The eighth mission of NASA's Commercial Crew Program's launch has been delayed, mainly because of traffic. As of now, the launch is outlooked for late February.
Busy times on the ground and in orbit.
"The one thing on the ground is that we're going to work around a very important NASA commercial Lunar Payload system...To deliver payloads to the South Pole of the Moon," said Steve Stich with NASA's Commerical Program.
A tight launch window
The moon mission with a tight launch window and has to go from pad 39A, where crewed missions also need to launch.

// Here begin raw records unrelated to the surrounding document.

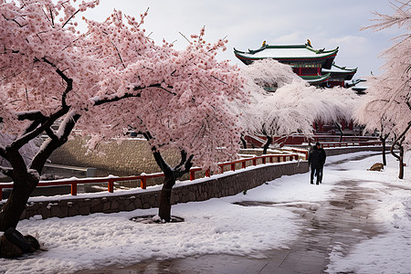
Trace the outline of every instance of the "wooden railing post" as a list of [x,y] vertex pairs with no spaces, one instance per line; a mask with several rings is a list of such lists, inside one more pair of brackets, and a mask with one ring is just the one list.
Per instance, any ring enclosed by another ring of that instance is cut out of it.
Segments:
[[190,170],[190,181],[195,179],[195,172],[194,170]]
[[71,195],[73,196],[77,195],[77,183],[76,182],[71,183]]
[[140,179],[140,187],[142,189],[146,189],[147,188],[147,178],[144,176],[142,179]]
[[113,193],[114,192],[114,181],[112,179],[109,179],[109,192]]

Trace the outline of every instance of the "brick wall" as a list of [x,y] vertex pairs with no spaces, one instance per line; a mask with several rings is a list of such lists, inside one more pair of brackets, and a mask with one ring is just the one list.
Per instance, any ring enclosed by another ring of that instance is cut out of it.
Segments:
[[[234,174],[227,173],[226,175],[217,175],[208,180],[201,179],[200,183],[197,184],[175,186],[173,189],[172,203],[204,201],[214,197],[234,195],[282,175],[306,172],[308,172],[307,162],[290,162],[245,169]],[[137,194],[125,195],[107,193],[103,197],[76,198],[66,196],[60,200],[29,202],[21,216],[21,219],[38,215],[41,215],[42,218],[66,217],[99,212],[114,213],[132,211],[137,208],[158,207],[158,190],[145,190]]]

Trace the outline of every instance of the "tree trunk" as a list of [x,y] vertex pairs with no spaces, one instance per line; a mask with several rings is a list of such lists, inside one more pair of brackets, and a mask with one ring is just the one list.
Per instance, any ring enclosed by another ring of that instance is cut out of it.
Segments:
[[386,157],[385,157],[386,143],[385,143],[385,140],[386,140],[386,138],[382,138],[381,139],[381,142],[383,143],[383,165],[386,165]]
[[175,177],[173,173],[164,175],[164,183],[160,192],[158,216],[162,220],[168,223],[171,221],[171,195],[173,186],[175,184]]
[[243,144],[243,149],[247,149],[247,141],[246,141],[246,139],[244,139],[242,134],[241,134],[240,140],[241,140],[241,143]]
[[269,149],[269,145],[272,142],[272,137],[271,136],[266,135],[266,137],[267,137],[267,142],[266,142],[266,143],[264,143],[263,154],[267,154],[267,150]]
[[400,146],[400,154],[399,154],[399,174],[398,178],[404,179],[404,147]]
[[341,124],[339,124],[338,122],[336,122],[335,125],[337,126],[337,129],[340,132],[340,142],[342,142],[343,134],[342,128],[341,127]]
[[14,182],[11,195],[0,211],[0,231],[17,227],[30,194],[38,184],[38,179],[35,176],[27,174],[26,178],[26,182]]

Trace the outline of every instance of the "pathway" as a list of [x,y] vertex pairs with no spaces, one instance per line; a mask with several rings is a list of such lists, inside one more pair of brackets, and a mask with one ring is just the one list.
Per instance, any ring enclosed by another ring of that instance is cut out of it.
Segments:
[[[339,163],[327,165],[327,168],[338,169]],[[263,255],[266,258],[224,254],[206,255],[163,261],[153,260],[126,268],[111,267],[78,273],[324,273],[329,263],[328,258],[333,248],[347,253],[355,243],[384,233],[378,229],[380,224],[372,219],[373,208],[367,202],[375,199],[375,192],[371,188],[360,188],[360,183],[362,182],[351,180],[335,184],[332,189],[335,193],[334,199],[321,202],[319,206],[307,203],[298,206],[294,203],[292,206],[266,205],[287,206],[290,210],[299,213],[306,222],[306,228],[290,248],[265,251]],[[251,204],[243,206],[262,206]]]

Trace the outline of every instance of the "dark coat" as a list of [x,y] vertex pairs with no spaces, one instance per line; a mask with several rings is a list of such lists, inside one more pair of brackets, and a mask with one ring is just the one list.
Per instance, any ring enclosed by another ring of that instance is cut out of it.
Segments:
[[327,154],[325,153],[325,151],[323,148],[319,148],[318,149],[320,151],[320,153],[321,153],[321,164],[324,165],[325,163],[325,159],[327,158]]
[[311,168],[322,167],[325,163],[325,157],[323,155],[325,155],[325,152],[322,153],[316,145],[310,150],[308,161]]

There's a lot of traffic on the International Space Station (I.S.S.). Crewed missions, like AX-3 that went up last week, and critical resupply missions will free up toward the end of February.

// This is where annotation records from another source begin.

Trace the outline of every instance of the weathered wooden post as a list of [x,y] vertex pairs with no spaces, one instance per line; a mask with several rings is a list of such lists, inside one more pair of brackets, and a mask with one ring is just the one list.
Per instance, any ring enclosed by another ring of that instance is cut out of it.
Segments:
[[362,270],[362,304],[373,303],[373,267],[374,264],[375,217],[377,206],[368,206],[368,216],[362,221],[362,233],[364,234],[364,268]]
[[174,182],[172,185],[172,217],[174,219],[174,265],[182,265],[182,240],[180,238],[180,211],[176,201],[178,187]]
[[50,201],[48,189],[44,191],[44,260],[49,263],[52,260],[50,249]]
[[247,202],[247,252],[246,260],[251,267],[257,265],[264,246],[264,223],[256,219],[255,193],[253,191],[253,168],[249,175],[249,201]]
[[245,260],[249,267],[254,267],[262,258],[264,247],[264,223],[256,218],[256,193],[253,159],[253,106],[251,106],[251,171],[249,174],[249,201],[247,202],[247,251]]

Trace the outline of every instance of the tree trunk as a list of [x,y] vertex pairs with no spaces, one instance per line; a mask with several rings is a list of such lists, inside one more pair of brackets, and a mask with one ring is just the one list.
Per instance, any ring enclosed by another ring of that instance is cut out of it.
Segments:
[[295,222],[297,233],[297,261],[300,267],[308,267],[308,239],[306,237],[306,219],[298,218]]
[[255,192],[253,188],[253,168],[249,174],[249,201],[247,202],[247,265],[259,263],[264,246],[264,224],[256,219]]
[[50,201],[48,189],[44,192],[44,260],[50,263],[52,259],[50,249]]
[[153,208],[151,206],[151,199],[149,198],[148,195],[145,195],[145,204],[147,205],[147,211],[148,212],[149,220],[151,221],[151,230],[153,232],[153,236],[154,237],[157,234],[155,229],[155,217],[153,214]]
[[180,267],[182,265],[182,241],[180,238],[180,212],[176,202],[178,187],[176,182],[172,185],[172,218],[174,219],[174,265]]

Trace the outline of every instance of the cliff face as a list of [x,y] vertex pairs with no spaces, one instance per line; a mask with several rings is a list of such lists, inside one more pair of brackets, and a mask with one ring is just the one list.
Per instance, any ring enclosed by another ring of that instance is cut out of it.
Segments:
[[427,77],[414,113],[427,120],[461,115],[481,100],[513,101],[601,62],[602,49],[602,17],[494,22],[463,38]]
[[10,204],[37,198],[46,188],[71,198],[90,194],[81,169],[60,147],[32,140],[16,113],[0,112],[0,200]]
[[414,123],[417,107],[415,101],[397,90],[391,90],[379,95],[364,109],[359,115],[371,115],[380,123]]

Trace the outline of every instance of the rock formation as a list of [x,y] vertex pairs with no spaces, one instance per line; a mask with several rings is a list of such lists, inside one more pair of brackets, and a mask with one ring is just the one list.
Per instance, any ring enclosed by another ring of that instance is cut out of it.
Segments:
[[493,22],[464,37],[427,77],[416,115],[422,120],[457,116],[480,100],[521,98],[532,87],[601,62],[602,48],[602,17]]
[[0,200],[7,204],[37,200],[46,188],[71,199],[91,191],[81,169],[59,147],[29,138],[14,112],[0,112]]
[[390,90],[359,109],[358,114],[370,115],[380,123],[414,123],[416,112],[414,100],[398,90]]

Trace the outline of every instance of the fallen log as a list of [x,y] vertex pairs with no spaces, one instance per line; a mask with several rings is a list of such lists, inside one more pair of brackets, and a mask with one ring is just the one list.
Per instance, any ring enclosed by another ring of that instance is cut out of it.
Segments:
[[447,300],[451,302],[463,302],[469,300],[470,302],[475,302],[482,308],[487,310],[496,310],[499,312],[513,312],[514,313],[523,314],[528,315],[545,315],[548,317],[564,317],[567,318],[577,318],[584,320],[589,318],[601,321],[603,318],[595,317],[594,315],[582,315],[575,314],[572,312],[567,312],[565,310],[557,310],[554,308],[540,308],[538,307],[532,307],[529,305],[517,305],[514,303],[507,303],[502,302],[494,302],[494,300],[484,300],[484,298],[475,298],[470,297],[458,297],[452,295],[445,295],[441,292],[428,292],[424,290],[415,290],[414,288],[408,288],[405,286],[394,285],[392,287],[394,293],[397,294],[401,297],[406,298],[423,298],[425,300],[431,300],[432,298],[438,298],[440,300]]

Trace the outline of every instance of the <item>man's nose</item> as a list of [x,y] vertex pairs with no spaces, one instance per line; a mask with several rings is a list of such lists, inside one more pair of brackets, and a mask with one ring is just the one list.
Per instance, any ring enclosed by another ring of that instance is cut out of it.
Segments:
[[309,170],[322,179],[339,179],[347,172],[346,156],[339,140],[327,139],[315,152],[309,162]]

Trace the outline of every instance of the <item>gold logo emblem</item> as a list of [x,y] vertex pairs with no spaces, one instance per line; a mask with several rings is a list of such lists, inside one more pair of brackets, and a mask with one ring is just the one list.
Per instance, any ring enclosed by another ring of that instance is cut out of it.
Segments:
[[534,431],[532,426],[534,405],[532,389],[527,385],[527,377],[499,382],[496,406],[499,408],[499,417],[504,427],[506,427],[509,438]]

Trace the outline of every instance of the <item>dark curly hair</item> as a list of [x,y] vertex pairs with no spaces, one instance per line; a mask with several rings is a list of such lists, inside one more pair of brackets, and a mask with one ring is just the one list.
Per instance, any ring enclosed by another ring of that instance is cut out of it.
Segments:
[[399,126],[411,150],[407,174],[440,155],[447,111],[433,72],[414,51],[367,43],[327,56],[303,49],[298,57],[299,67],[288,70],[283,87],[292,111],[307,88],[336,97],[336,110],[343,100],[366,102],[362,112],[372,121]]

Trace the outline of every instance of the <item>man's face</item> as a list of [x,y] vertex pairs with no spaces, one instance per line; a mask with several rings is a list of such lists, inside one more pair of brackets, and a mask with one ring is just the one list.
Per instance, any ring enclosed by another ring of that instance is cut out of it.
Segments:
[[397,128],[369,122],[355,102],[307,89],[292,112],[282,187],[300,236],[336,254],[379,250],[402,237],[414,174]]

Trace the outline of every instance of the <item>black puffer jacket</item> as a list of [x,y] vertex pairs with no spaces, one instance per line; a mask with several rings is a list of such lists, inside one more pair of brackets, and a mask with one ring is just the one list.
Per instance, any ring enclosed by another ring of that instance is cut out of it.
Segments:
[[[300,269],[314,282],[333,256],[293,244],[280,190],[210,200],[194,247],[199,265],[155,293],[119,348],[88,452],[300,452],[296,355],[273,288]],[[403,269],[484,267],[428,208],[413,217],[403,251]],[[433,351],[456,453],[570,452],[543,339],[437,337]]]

On Crew-8, four astronauts will travel in SpaceX's Crew Dragon Endeavor, launching atop a new Falcon 9 booster.
The Crew-8 mission update came on on NASA Remembrance Day.
Contributions
At a ceremony held at the Kennedy Space Center, Lowell Grissom, the brother of "Gus" Grissom, an Apollo 1 astronaut killed in a capsule fire during ground testing, spoke about his brother's contribution.
I think those early astronauts gave us that start and got us to the point where we are today."
Lowell Grissom, "Gus" Grissom's brother
An idea not lost on the four launching next month. Three NASA astronauts, Commander Matthew Dominick, pilot Michael Barratt, engineer Jeanette Epps, and one Russian cosmonaut, Alexander Grebenkin.
They also spoke about the mission on Thursday, with Barratt saying:
"Now we are deemed spaceflight ready. And it gives us that chance to pause and to think about all the people, the large community that helped get us and our spaceships ready to go."
When they do go, and are up on the I.S.S., they will conduct 200 experiments while in low Earth orbit for their 180-day mission.